Hobby magazines survive because they are outgrowths of these communities. Most articles are written by hobbyists, in what Faulconbridge describes as “a fanzine approach”. Neither the editors nor the contributors are in it for the money. They just love it. In a recent thread on X, Stone Age Herbalist observed that the continued success of the hobby magazine can be attributed to a particularly British — and more broadly Northern European — genius for voluntary association. Whether centred around giant vegetables or antique fountain pens, little communities bubble up everywhere with no outside encouragement. I can’t help but wonder whether the British genius for immiseration also has a role to play. Lively minds will always find alternatives to decaying cities and nagging politicians.

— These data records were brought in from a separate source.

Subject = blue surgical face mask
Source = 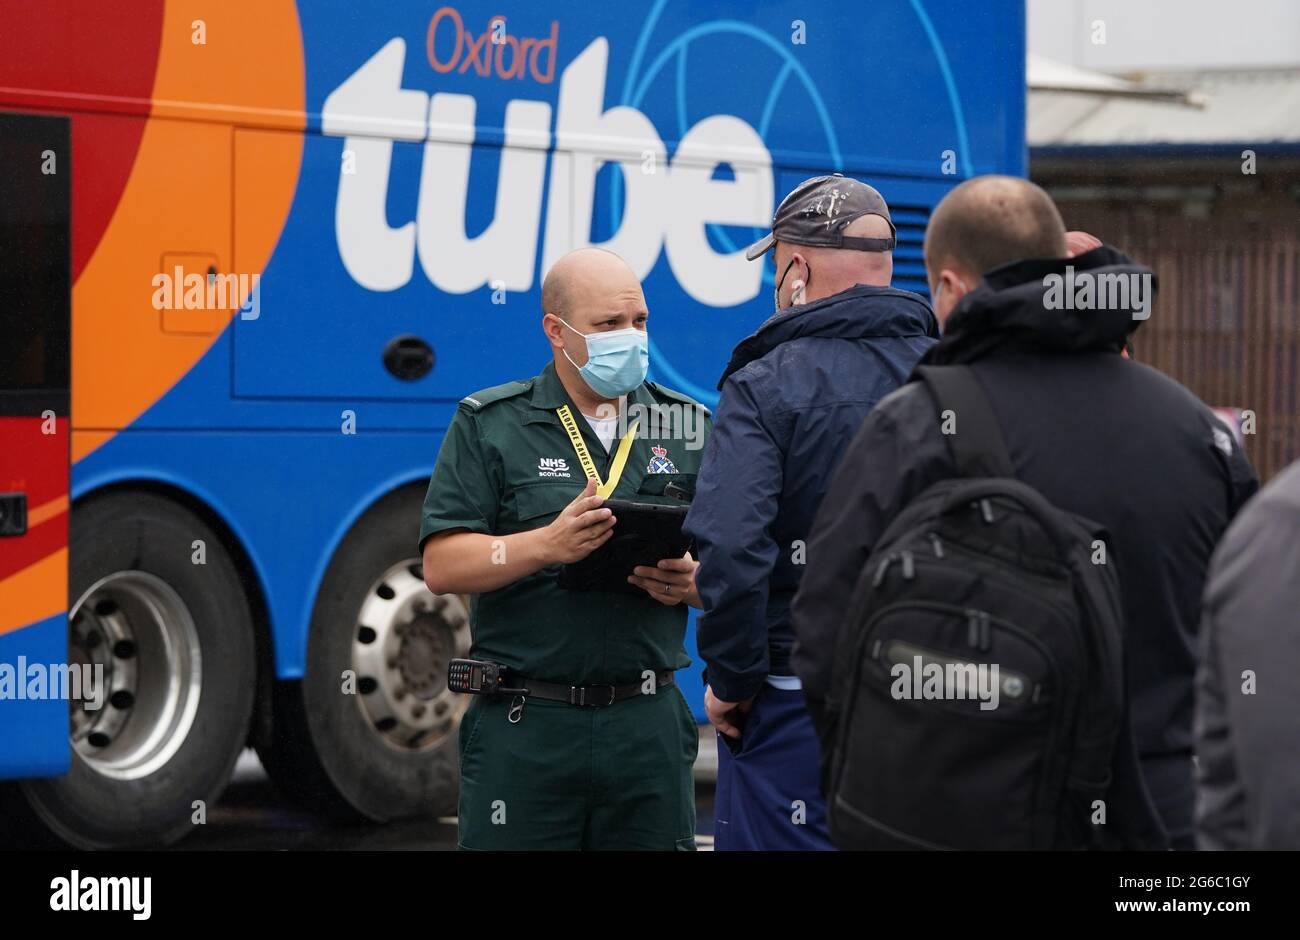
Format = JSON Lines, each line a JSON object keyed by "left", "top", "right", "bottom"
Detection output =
{"left": 558, "top": 319, "right": 649, "bottom": 398}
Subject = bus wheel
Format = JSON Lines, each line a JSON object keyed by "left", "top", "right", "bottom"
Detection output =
{"left": 259, "top": 486, "right": 470, "bottom": 821}
{"left": 18, "top": 491, "right": 256, "bottom": 848}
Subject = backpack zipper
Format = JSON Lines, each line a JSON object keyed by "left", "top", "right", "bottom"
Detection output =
{"left": 872, "top": 549, "right": 918, "bottom": 586}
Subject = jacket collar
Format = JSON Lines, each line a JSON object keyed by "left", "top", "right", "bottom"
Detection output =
{"left": 524, "top": 361, "right": 655, "bottom": 424}
{"left": 719, "top": 284, "right": 937, "bottom": 388}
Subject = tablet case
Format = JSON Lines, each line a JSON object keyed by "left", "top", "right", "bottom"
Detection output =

Both Faulconbridge and Parker agree that there’s something in the water on our island. But neither are quite sure what that something is. Naturally, history plays a role. Although railway modelling is popular in other parts of the world — Germany, Belgium and Holland in particular — its spiritual home will always be the birthplace of the steam engine. And when it comes to fighting battles with armies of model soldiers, the UK is the undisputed world leader. “Wargaming is bigger here than anywhere else. It started here. And throughout the Sixties and Seventies we had youngsters growing up reading magazines like Battle and Warlord, and building Airfix models as well. A lot of the early writers of wargames rules came from the UK,” says Faulconbridge. He adds that the founding editor of Wargames Illustrated, Duncan Macfarlane, estimated that Britain contained 50% of the planet’s wargamers.

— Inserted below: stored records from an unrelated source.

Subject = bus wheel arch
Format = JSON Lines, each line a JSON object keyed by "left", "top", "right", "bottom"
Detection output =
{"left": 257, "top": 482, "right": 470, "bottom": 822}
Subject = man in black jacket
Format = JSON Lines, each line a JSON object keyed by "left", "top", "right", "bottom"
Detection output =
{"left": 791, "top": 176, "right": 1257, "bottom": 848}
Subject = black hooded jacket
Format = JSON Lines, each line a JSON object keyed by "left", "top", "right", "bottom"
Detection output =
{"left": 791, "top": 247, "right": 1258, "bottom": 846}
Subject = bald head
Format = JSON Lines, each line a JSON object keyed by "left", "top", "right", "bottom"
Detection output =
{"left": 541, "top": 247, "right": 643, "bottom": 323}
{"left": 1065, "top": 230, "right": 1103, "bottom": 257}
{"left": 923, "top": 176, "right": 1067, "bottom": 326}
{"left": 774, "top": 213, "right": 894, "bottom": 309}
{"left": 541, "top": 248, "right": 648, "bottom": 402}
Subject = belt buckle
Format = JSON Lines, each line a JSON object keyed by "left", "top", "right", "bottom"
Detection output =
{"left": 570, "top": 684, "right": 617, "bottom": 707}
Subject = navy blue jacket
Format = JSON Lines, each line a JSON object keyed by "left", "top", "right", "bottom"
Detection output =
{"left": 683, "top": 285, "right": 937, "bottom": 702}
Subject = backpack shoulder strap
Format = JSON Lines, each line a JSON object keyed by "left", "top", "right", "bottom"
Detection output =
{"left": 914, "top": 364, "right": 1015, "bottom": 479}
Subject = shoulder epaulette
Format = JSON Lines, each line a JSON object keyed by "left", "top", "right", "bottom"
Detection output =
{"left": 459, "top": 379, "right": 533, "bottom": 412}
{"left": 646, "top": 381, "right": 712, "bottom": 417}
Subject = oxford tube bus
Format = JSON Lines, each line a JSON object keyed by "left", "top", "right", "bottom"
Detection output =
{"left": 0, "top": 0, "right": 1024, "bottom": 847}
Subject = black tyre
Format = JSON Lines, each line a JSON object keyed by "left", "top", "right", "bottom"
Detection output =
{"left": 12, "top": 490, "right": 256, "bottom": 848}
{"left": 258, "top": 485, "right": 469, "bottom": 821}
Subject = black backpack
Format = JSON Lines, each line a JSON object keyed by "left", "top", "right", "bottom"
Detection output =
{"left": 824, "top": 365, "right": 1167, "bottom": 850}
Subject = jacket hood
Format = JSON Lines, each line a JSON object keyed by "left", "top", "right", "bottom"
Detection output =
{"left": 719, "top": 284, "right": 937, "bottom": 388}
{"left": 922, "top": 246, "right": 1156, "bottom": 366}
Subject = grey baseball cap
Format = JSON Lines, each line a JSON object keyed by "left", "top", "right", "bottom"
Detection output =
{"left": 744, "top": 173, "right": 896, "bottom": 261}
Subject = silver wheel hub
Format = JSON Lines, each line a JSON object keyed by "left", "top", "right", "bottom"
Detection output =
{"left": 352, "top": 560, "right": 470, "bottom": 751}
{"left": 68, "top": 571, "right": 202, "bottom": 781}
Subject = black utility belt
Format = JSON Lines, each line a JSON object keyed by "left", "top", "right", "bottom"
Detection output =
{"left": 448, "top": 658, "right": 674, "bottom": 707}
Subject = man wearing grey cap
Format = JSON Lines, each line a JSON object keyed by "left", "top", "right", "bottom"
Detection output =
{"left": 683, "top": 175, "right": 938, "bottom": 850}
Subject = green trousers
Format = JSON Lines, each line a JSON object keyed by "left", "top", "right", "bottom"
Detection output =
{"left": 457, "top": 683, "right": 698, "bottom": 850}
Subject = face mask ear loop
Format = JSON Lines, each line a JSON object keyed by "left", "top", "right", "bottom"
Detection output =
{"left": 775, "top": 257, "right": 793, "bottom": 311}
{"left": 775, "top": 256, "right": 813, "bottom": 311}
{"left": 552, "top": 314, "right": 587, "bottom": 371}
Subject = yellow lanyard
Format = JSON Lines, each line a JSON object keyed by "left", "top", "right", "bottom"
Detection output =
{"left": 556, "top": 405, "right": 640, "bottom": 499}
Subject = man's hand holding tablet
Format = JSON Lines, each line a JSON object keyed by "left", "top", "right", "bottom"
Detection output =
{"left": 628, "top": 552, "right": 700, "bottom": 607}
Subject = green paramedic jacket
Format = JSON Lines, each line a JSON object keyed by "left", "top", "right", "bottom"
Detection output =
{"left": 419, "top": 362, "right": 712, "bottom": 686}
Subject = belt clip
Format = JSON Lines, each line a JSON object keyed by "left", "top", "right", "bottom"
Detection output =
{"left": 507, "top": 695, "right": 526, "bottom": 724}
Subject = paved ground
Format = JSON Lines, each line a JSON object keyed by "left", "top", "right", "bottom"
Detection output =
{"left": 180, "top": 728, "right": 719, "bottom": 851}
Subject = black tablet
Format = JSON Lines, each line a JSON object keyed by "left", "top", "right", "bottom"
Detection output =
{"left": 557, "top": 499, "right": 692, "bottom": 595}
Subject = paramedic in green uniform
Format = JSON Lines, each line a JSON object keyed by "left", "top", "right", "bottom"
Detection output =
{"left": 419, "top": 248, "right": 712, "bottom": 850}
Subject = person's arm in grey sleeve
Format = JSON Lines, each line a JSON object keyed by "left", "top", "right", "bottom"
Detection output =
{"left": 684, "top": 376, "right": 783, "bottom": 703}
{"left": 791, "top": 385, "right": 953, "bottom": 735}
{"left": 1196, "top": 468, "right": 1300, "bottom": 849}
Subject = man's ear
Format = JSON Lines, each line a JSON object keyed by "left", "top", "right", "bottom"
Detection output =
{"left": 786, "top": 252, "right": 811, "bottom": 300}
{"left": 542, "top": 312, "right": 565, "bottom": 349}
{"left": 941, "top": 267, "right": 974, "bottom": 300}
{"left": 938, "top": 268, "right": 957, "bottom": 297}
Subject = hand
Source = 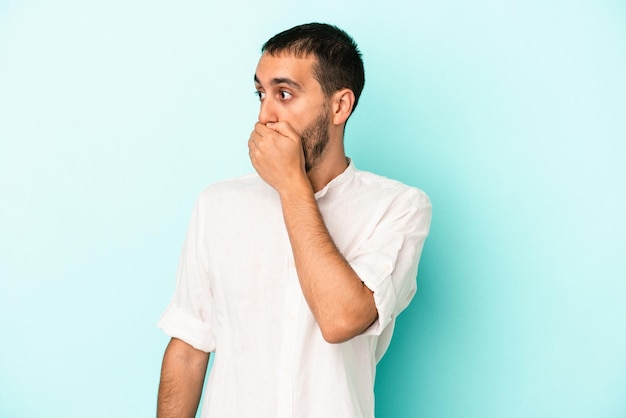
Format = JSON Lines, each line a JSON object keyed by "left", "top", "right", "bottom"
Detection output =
{"left": 248, "top": 121, "right": 309, "bottom": 193}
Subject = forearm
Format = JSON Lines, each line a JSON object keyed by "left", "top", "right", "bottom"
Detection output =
{"left": 279, "top": 181, "right": 378, "bottom": 343}
{"left": 157, "top": 338, "right": 209, "bottom": 418}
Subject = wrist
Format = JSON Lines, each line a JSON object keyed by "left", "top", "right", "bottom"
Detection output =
{"left": 276, "top": 173, "right": 314, "bottom": 201}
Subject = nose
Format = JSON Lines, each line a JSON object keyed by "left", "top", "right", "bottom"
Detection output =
{"left": 258, "top": 98, "right": 278, "bottom": 125}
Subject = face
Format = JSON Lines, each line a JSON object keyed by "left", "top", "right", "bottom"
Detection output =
{"left": 254, "top": 53, "right": 332, "bottom": 171}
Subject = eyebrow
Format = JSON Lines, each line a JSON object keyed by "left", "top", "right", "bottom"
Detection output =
{"left": 254, "top": 75, "right": 303, "bottom": 90}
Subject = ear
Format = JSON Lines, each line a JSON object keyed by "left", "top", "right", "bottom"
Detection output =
{"left": 331, "top": 88, "right": 356, "bottom": 126}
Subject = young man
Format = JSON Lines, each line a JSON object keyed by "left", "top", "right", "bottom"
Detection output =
{"left": 157, "top": 23, "right": 431, "bottom": 418}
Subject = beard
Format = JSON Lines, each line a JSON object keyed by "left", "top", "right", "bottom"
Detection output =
{"left": 298, "top": 106, "right": 331, "bottom": 172}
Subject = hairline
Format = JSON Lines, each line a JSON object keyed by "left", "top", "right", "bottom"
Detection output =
{"left": 261, "top": 50, "right": 348, "bottom": 100}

That figure probably still stands up, doubtless bolstered by the growth of Games Workshop, whose range of tabletop games will be many people’s first taste of wargaming. It is no accident that Warhammer is one of contemporary Britain’s few home-grown success stories. When I mention this to Faulconbridge, who began his own working life in the Games Workshop mail order room, he laughs. “Games Workshop do help. You might think that there’d be no room whatsoever for lads playing with toy soldiers and rolling dice today, but they’ve managed to make a multi-million pound industry out of it. As you say, one of England’s only exports is little men in packages.”

A link between hobbies and productive industry can also be found in the world of railway modelling. Parker tells me that, “I’ve just reviewed a loco from a company based in Doncaster, Roundhouse Engineering. You’d be amazed, we do still build steam locomotives in this country! It’s a proper Rolls Royce engine model, beautifully constructed. They do pretty much everything in-house.” This pride and attention to detail is at the root of what all hobbyists are up to. The sheer excitement of creation, of pouring your heart into something and sharing it with others, is its own healthy reward.

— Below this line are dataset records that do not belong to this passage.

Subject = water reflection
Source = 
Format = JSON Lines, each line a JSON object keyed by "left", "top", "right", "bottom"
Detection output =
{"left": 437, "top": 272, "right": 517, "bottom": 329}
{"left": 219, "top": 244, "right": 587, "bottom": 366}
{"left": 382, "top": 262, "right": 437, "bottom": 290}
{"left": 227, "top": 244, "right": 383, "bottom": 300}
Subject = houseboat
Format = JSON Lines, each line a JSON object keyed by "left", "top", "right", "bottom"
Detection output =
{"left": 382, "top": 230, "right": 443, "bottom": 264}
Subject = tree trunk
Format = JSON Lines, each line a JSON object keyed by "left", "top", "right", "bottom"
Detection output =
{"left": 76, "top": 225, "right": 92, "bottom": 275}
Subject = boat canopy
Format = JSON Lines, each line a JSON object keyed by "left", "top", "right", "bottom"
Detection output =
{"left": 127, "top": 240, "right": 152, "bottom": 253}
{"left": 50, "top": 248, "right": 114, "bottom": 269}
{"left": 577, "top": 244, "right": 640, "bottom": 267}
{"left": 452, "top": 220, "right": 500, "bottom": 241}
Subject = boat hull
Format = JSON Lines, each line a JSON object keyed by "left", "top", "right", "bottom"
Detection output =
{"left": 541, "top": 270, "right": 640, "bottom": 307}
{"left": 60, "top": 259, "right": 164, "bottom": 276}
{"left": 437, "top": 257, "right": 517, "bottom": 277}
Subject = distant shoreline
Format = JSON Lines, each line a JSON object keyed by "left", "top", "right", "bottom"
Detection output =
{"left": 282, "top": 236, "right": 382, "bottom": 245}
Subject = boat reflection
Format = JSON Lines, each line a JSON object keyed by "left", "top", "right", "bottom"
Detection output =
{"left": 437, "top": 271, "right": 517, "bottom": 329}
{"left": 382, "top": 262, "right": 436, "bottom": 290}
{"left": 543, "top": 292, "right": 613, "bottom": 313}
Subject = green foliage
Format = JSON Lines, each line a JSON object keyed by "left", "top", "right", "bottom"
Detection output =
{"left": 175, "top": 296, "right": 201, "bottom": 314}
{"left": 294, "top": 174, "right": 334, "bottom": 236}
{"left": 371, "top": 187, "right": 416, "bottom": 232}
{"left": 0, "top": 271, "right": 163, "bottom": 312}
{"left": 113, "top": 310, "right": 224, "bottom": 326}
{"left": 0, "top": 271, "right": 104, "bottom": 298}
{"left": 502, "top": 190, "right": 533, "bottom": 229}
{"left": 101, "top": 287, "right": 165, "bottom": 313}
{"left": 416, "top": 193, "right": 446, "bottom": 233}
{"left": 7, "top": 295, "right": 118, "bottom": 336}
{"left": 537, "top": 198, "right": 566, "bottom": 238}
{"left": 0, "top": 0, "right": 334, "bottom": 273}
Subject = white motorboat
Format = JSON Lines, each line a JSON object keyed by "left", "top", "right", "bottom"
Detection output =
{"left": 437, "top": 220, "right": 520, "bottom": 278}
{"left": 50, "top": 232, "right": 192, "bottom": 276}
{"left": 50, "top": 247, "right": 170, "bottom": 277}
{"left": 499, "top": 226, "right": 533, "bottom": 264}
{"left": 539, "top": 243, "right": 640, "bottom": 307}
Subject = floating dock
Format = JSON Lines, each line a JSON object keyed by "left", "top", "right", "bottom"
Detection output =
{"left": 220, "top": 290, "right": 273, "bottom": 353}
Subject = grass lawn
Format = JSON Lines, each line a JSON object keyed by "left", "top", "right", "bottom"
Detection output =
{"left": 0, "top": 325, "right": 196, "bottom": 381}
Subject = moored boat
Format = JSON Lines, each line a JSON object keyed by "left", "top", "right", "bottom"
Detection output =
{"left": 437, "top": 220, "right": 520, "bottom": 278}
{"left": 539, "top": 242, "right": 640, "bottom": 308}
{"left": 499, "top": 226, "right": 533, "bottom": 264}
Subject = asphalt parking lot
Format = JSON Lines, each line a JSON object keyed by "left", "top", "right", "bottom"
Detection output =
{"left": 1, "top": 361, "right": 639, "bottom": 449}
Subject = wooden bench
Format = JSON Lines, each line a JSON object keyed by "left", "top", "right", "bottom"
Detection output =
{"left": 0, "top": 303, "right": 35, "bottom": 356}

Hobby magazines are heartening advertisements for that reward. Planning, making, getting things wrong, having a laugh about it. Towards the end of our conversation, Parker muses on what his job really means. He starts a sentence and trails off. Hesitates, just for a moment. Perhaps he’s searching for the right word. Perhaps he’s worried about sounding pompous. Fortunately, his passionate nature wins out. He says what he wants to say: “We’re a little bit in the business of selling dreams.”